To its great relief, the British Columbia construction industry was declared an essential service early in the COVID-19 pandemic.

But COVID-19 doesn’t distinguish between essential and non-essential services and prudent construction employers and their employees continue to take care that their worksites don’t also become infection sites.

In addition to such pandemic-fighting protocols as masks, distancing and handwashing, B.C. construction has two other ways of keeping the COVID-19 wolf from the door, rapid testing and vaccinations.

Dr. Dave Baspaly, president of the Council of Construction Associations, said rapid testing will make construction workers safer.

“The construction industry wants to provide a gold-standard response,” he said. “We’re working as a team to get the best possible resources to the industry to protect worksites and workers.”

In early May, it was announced the federal government and the Canadian Chamber of Commerce network will be working together to distribute hundreds of thousands of COVID-19 rapid test kits to businesses across the country.

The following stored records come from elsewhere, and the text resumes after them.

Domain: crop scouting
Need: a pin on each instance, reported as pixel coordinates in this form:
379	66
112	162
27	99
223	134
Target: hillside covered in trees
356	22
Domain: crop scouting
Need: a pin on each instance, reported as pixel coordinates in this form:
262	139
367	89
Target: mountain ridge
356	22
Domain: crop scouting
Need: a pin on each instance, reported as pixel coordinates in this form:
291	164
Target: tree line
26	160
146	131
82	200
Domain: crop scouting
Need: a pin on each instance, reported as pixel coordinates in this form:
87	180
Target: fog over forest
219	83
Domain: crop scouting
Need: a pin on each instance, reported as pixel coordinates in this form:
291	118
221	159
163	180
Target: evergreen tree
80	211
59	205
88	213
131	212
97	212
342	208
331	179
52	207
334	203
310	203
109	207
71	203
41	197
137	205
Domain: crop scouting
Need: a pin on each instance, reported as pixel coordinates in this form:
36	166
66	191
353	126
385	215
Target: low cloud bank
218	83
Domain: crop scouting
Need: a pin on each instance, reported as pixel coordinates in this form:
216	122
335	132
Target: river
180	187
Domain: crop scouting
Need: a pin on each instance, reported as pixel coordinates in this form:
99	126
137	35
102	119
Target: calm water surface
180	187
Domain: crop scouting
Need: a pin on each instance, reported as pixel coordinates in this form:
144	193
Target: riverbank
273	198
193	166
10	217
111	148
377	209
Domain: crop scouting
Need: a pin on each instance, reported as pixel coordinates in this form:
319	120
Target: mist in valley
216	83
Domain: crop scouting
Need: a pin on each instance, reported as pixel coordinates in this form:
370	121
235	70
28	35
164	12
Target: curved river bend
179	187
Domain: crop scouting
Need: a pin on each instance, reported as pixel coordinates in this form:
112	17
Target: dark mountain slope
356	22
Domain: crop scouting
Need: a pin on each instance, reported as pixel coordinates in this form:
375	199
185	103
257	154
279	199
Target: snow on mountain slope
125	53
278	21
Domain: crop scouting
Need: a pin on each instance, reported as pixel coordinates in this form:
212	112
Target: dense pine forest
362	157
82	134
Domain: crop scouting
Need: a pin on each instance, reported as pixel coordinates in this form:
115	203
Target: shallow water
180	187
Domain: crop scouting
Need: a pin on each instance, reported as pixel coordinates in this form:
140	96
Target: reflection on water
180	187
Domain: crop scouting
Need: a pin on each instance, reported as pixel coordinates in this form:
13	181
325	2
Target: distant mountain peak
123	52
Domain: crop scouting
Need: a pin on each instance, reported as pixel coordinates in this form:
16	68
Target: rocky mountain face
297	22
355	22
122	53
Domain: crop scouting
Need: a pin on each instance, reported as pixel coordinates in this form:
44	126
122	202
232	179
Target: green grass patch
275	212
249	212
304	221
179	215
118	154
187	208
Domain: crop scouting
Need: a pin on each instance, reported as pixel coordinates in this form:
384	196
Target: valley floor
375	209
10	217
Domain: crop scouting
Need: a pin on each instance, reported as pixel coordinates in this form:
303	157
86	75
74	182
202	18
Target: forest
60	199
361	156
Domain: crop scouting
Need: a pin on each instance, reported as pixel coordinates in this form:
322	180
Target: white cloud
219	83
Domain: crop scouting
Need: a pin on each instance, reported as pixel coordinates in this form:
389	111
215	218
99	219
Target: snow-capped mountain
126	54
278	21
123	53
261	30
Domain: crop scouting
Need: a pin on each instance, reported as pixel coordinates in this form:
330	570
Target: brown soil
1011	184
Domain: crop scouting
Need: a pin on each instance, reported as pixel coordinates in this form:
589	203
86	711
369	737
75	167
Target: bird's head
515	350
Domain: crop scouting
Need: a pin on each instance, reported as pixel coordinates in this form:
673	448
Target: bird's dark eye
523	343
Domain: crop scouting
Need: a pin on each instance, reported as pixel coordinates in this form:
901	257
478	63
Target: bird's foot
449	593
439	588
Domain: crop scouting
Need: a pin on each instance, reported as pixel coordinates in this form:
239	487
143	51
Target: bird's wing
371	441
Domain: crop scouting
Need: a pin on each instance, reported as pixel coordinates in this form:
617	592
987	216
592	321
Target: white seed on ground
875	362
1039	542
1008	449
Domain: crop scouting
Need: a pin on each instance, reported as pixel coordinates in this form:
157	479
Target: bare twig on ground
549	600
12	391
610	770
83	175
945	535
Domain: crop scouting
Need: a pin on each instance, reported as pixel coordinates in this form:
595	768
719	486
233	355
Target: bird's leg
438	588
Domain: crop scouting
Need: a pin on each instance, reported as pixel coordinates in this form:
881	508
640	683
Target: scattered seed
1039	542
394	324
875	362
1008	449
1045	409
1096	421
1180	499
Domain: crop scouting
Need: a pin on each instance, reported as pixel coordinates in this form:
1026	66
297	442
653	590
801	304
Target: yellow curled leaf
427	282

The national program is based on the successful Cambridge Chamber of Commerce/Greater Kitchener-Waterloo Chamber of Commerce pilot project to distribute kits to small- and medium-sized businesses.

The goal of the program is to reduce the spread of COVID-19 by supporting workplaces that are operating or that are set to reopen.

But before the screening tests can be administered, a distribution infrastructure needs to be built, said Fiona Famulak, president and CEO of the BC Chamber.

“The infrastructure has many moving parts,” said Famulak. “The kits have to be received and distributed, the providers have to be trained, the test results reported to the Ministry of Health and the business community educated. That’s a lot to do.

“In addition, each province has different rules on rapid testing in the workplace and who can administer the tests, and we need to respect those rules.”

In early May, B.C. backed off on the requirement that only registered health professionals can administer rapid tests to screen for COVID-19 in the workplace. Now the tests can be given by trained providers.

“B.C.’s change was a step in the right direction,” said Famulak.

More information on rapid testing, including how to administer a rapid test, is available here.

The prognosis for screening by rapid testing is positive.

At the University of British Columbia’s Orchard Commons residences, 3,500 voluntary rapid tests revealed 25 asymptomatic students who tested positive for the virus.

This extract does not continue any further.